Wounded Warrior Project Wasting Money



Wounded Warrior Project accused of wasting donor money: ‘It just makes me sick’

Dozens of former Wounded Warrior Project employees have accused the charity of needlessly spending millions of dollars in donations on lavish conferences and parties.

In 2014 alone, the Wounded Warrior Project (WWP) received more than $300 million in donations, yet it only spent roughly 60 percent of that on vets, CBS News reported. Other respected charities for wounded veterans, like the Disabled American Veterans Charitable Service Trust and Fisher House, reportedly spent more than 90 percent of their donations on vets.

CBS News spoke to more than 40 former WWP employees who accused the charity of out-of-control spending.

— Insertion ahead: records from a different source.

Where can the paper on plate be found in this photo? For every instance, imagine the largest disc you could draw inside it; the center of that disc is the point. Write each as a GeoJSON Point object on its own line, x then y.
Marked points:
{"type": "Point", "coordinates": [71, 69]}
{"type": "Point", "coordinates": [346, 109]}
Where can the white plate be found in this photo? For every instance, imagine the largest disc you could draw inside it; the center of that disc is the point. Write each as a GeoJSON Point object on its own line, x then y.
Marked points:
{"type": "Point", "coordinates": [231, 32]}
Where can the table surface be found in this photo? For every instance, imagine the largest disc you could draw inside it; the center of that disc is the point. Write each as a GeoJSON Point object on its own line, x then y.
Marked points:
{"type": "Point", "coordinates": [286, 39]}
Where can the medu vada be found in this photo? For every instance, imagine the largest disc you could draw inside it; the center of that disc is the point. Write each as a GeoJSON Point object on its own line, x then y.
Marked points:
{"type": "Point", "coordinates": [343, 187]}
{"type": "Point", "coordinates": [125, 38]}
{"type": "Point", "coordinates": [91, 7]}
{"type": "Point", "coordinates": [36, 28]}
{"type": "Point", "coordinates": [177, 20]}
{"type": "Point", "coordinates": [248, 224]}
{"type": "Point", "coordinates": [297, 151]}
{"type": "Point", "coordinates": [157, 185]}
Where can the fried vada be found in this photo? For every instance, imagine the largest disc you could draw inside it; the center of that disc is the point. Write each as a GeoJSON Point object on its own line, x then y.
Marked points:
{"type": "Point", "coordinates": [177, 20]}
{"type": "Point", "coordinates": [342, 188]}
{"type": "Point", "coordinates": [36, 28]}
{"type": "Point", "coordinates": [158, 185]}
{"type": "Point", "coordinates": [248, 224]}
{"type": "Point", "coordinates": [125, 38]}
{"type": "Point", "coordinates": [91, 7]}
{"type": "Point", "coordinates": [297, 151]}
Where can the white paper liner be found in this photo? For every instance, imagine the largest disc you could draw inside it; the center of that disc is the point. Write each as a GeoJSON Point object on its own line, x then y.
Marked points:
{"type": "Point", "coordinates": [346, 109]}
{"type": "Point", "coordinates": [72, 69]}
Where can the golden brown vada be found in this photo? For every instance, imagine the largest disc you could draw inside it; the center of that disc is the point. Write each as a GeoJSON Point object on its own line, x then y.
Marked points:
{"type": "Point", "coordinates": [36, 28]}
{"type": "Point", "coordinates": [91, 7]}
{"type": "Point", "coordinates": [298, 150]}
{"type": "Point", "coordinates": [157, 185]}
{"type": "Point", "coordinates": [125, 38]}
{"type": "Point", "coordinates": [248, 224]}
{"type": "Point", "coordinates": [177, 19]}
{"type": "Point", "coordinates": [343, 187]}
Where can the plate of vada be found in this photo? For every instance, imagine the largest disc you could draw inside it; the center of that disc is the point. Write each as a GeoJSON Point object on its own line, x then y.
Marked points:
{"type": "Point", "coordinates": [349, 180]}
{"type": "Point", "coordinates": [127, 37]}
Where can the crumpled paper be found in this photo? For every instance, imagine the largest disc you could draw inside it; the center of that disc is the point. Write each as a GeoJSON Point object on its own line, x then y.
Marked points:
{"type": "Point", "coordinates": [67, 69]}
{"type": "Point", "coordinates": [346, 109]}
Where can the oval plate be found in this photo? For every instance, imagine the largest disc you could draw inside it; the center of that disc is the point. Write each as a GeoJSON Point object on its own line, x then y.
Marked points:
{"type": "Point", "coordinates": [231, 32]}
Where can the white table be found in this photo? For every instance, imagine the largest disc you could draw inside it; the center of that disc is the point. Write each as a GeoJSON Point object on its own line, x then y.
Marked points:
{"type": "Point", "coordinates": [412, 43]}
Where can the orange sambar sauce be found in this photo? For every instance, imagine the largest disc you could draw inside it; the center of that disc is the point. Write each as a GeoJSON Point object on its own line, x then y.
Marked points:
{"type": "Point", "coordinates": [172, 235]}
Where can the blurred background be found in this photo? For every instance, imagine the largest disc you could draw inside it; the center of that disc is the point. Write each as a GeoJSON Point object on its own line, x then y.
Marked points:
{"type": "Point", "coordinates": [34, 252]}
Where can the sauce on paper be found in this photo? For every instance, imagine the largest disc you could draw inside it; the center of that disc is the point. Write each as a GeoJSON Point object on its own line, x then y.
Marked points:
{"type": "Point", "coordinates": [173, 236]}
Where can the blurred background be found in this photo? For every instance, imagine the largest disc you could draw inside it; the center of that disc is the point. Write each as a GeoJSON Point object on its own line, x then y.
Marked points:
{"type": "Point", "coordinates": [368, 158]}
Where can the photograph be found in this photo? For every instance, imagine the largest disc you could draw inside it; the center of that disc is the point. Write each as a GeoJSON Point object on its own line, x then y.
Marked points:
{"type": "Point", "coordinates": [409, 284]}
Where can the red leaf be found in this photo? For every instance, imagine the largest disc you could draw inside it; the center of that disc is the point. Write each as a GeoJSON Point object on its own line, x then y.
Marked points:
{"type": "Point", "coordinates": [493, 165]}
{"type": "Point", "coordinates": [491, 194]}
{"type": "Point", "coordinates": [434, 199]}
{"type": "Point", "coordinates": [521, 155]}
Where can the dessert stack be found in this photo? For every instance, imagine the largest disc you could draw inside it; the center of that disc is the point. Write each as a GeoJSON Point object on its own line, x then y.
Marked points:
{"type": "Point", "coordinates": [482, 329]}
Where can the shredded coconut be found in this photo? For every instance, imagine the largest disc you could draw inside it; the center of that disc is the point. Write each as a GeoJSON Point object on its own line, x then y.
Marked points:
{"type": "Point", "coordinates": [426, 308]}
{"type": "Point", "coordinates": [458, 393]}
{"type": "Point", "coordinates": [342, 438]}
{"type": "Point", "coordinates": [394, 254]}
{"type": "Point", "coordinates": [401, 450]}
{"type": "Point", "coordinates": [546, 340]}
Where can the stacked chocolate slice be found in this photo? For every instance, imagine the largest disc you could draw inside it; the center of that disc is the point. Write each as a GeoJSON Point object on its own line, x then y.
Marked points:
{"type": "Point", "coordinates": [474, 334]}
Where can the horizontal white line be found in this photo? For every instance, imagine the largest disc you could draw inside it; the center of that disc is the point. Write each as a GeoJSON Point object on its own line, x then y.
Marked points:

“Their mission is to honor and empower wounded warriors, but what the public doesn’t see is how they spend their money,” said Army Staff Sgt. Erick Millette, who recently quit as a public speaker with WWP. “You’re using our injuries, our darkest days, our hardships, to make money. So you can have these big parties.”

Spending on conferences and meetings went from $1.7 million in 2010, to $26 million in 2014, which is the same amount the group spends on combat stress recovery, their top program, according to the charity’s tax forms obtained by CBS News.

“Let’s get a Mexican mariachi band in there, let’s get maracas made with [the] WWP logo, put them on every staff member’s desk. Let’s get it catered and have a big old party,” Sgt. Millette added.



Another former employee, who refused to be shown on camera for fear of retaliation, said the charity’s spending is “extremely extravagant.” He said the spending on resorts and alcohol is “what the military calls fraud waste and abuse.”

“A lot of the warriors I saw needed mental health treatment,” another ex-employee said. “They don’t get that from Wounded Warrior Project.”

Former employees say spending has skyrocketed since Steven Nardizzi took over as CEO in 2009, pointing to a 2014 four-day conference at a luxury resort in Colorado Springs, which cost about $3 million, CBS News reported.

“[Mr. Nardizzi] rappelled down the side of a building at one of the all-hands events. He’s come in on a Segway. He’s come in on a horse,” Sgt. Millette claimed. “Donors don’t want you to have a $2,500 bar tab. Donors don’t want you to fly every staff member once a year to some five-star resort and whoop it up and call it team building.”

WWP’s Director of Alumni, Capt. Ryan Kules, denied allegations of wasteful spending and denied that the Colorado conference cost $3 million, though he said he was not there and was unable to say what it did cost, CBS News reported.

He said the conferences are “the best use of donor dollars to ensure we are providing programs and services to our warriors and families at the highest quality.”

But Sgt. Millette said spending isn’t the only problem at WWP. He claimed the charity does a poor job of handling individual cases.

“I would raise issues. Why aren’t we doing follow up? Why don’t we have any case management?” he told CBS.